Financial regulators have said that AI and other emerging technologies present enormous opportunities, including significant improvements in productivity. But generative AI use could “lead to herding behaviour and the concentration of risk, potentially amplifying market volatility,” vice-chair for supervision Michael Barr said Tuesday in prepared remarks before the Council on Foreign Relations.
“As GenAI agents will be directed to maximise profit, they may converge on strategies to maximise returns through coordinated market manipulation, potentially fuelling asset bubbles and crashes,” Barr said. GenAI can produce different types of content.
He also said that non-banks may be “more nimble and risk-forward” in incorporating artificial intelligence into their operations, which might push more financial activities into less-transparent areas of the system.
“We should be attuned to the impact of GenAI on our economic and political institutions,” Barr said. “There’s a risk that it concentrates economic and political power in the hands of the very few and could lead to the gains being realised only by a small group, while the rest are left behind.”
Barr said that Fed has started using AI with a strong system of internal governance around it. He said it’s being used to test code and that it has improved efficiencies.
Barr, a Biden-era appointee, announced last month that he would step down from his role as the Fed’s top bank cop on Feb 28 or earlier if a successor is confirmed, citing the risk of dispute over the position.
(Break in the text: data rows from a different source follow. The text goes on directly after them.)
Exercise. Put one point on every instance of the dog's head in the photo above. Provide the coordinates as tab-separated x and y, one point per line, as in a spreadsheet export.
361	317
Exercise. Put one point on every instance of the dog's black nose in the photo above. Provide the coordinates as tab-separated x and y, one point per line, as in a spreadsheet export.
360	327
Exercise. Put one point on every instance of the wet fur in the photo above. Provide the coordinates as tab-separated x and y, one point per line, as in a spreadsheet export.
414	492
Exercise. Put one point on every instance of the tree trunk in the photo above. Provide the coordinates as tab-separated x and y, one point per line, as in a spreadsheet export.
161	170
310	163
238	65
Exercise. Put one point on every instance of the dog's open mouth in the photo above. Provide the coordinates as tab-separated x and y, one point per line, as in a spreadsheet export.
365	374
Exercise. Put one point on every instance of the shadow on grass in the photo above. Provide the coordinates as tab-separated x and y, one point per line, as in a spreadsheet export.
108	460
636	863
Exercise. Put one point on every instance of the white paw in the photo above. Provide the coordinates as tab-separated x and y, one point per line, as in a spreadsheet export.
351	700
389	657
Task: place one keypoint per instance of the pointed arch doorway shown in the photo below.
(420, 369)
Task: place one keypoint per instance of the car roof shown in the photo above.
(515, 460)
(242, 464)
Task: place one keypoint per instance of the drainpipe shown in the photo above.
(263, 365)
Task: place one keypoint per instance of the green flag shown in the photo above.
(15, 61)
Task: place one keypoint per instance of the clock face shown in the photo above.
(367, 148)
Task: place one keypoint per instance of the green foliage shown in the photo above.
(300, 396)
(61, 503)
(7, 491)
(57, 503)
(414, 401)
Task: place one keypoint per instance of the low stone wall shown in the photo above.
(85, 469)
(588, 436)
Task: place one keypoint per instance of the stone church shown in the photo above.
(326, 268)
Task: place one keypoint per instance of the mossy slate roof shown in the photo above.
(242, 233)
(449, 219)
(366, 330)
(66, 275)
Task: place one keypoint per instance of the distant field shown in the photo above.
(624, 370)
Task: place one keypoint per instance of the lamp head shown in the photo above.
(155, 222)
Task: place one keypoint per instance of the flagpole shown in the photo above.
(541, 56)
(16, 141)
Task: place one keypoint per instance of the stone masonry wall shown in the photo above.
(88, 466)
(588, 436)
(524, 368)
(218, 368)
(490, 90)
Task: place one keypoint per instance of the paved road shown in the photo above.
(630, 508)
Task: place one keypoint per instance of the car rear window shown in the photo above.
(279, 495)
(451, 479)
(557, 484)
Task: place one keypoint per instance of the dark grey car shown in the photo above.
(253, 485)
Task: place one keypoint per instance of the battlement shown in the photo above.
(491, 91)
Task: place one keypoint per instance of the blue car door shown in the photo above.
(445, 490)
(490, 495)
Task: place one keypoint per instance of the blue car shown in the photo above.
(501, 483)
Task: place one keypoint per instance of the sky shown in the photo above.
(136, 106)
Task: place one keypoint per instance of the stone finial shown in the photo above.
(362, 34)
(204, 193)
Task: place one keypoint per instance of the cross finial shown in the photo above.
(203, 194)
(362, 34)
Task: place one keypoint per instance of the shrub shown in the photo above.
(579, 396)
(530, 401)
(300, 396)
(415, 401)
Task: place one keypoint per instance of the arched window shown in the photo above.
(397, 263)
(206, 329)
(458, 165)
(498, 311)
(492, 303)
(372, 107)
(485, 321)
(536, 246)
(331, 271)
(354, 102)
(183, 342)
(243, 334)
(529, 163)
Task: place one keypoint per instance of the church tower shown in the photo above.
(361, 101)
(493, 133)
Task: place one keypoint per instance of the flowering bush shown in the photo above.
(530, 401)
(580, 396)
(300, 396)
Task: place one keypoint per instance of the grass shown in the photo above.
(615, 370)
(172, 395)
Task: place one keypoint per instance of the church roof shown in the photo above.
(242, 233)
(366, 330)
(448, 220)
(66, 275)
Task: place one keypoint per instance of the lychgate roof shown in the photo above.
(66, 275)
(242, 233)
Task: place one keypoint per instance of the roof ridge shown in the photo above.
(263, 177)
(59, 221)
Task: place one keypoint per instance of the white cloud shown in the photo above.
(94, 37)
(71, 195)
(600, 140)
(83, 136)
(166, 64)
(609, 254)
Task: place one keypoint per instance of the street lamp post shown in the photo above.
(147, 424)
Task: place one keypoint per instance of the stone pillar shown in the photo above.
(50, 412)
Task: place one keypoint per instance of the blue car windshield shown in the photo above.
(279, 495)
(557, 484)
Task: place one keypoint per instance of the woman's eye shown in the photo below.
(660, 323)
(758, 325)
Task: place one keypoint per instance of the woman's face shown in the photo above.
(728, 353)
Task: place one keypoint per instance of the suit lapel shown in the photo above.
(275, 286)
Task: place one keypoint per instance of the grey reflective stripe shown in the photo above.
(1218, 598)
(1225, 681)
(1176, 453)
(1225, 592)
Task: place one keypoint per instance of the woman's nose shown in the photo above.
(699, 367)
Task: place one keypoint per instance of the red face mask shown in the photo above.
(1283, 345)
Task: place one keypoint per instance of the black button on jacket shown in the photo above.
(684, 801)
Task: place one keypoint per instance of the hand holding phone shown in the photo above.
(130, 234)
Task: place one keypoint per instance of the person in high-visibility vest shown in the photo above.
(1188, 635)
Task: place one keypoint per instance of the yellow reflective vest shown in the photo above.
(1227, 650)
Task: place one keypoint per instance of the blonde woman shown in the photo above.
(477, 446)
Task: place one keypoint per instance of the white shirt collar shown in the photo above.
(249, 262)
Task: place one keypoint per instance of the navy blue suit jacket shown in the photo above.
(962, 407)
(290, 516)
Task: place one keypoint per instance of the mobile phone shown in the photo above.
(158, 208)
He plans to remain on the board of governors, so President Donald Trump would likely have to appoint a replacement from the current slate of board officials. The next Fed vacancy isn’t expected until 2026, although another board member could decide to step down before then.
Michelle Bowman, who sits on the supervision and regulation subcommittee at the Fed board, is considered to be a possible successor. She has been openly critical of some of Barr’s policy initiatives.
During a House hearing last week, Fed chair Jerome Powell suggested that the central bank could proceed on financial regulation without a vice-chair for supervision. He said the potential for larger swings in policy since the position was created has been “not great for the institutions that we regulate.”